I want to estimate a latent class model for a choice situation with 4 alternatives (alt4 being the output with u=0) and three classes.
I have adopted this example: https://www.apollochoicemodelling.com/f ... variates.r
My dataset is relatively large (5700 observations from 1400 individuals).
The intuitive rationale:
There might be a group of "power users" which are less price sensitive, a group of customers choosing a product when the price is right and a rather uninterested group.
A latent class model with 2 classes produces results that align with the rationale: Class 1 is drawn to choose one of the products (alt1-3), whereas class 2 has negative ASCs. The socio-demographics for class-allocation also behave in a way I would expect.
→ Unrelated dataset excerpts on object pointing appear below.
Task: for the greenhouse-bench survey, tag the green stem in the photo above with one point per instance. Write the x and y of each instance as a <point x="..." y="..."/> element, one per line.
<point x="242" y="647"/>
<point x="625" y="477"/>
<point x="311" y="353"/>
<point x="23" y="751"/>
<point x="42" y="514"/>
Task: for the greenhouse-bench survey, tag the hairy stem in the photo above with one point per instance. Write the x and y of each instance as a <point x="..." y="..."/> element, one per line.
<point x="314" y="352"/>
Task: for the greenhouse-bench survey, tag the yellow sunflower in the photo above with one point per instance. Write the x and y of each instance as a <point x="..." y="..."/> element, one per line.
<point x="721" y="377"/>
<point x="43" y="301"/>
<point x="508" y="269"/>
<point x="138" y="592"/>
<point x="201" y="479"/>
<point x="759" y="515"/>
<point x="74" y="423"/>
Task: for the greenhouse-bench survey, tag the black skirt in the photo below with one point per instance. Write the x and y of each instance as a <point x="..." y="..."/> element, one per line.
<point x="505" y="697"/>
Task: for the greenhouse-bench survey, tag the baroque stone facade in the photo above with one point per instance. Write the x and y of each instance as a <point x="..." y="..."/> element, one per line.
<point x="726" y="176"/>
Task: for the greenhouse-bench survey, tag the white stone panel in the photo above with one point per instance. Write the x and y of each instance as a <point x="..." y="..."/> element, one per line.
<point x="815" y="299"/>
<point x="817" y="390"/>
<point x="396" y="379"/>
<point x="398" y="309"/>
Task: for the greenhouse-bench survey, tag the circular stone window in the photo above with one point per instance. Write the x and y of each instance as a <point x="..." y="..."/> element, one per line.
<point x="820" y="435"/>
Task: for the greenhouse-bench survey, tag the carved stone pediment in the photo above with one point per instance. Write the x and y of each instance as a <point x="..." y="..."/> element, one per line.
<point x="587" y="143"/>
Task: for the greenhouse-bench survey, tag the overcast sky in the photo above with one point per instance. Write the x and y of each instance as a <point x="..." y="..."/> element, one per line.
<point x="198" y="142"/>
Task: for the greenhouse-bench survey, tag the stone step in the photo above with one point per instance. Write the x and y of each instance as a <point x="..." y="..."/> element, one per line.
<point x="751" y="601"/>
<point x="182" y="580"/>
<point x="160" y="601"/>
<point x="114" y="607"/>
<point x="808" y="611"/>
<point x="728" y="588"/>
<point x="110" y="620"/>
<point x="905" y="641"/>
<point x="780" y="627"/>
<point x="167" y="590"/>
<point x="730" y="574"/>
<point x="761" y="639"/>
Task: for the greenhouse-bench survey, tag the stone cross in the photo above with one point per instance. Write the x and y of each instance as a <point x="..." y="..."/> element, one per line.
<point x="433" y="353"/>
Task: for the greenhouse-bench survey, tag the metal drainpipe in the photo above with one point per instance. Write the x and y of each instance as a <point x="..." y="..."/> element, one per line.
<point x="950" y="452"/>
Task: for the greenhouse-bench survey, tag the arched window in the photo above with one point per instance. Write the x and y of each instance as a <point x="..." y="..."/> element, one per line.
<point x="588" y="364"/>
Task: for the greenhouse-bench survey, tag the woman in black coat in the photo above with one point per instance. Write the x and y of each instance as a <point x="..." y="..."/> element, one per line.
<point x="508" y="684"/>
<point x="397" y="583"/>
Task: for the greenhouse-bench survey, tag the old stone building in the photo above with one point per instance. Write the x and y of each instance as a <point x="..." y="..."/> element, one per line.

However, when I introduce a third class, one ASC becomes highly negative (-40 or higher, depending on the starting value). It seems, the model allocates the classes in way that the choice probability becomes close to 0 for this class and alternative - which is generally in line with the expected behavior. I have tried out different starting values and while I can get the model to converge, it always produces a Singular Hessian so that it cannot calculate s.e.
Do you have any advise on how to deal with situation?
On the one hand, this close to 0 probability of selection is a result I am interested in. On the other hand, it should not cause the singular Hessian that prevents calculating standard errors.
Model with 2 classes:
Code: Select all
Model name : LC_with_covariates
Model description : LC model with covariates
Model run at : 2025-01-05 17:19:37.849555
Estimation method : bgw
Model diagnosis : Relative function convergence
Optimisation diagnosis : Maximum found
hessian properties : Negative definite
maximum eigenvalue : -0.93269
reciprocal of condition number : 1.28311e-07
Number of individuals : 1365
Number of rows in database : 5708
Number of modelled outcomes : 5708
Number of cores used : 16
Model without mixing
LL(start) : -4942.68
LL (whole model) at equal shares, LL(0) : -6270.88
LL (whole model) at observed shares, LL(C) : -6457.21
LL(final, whole model) : -3762.22
Rho-squared vs equal shares : 0.4
Adj.Rho-squared vs equal shares : 0.3967
Rho-squared vs observed shares : 0.4174
Adj.Rho-squared vs observed shares : 0.415
AIC : 7566.44
BIC : 7706.08
LL(0,Class_1) : -6270.88
LL(final,Class_1) : -7055.57
LL(0,Class_2) : -6270.88
LL(final,Class_2) : -12290.69
Estimated parameters : 21
Time taken (hh:mm:ss) : 00:00:15.96
pre-estimation : 00:00:8.04
estimation : 00:00:1.05
post-estimation : 00:00:6.88
Iterations : 14
Unconstrained optimisation.
Estimates:
Estimate s.e. t.rat.(0) Rob.s.e. Rob.t.rat.(0)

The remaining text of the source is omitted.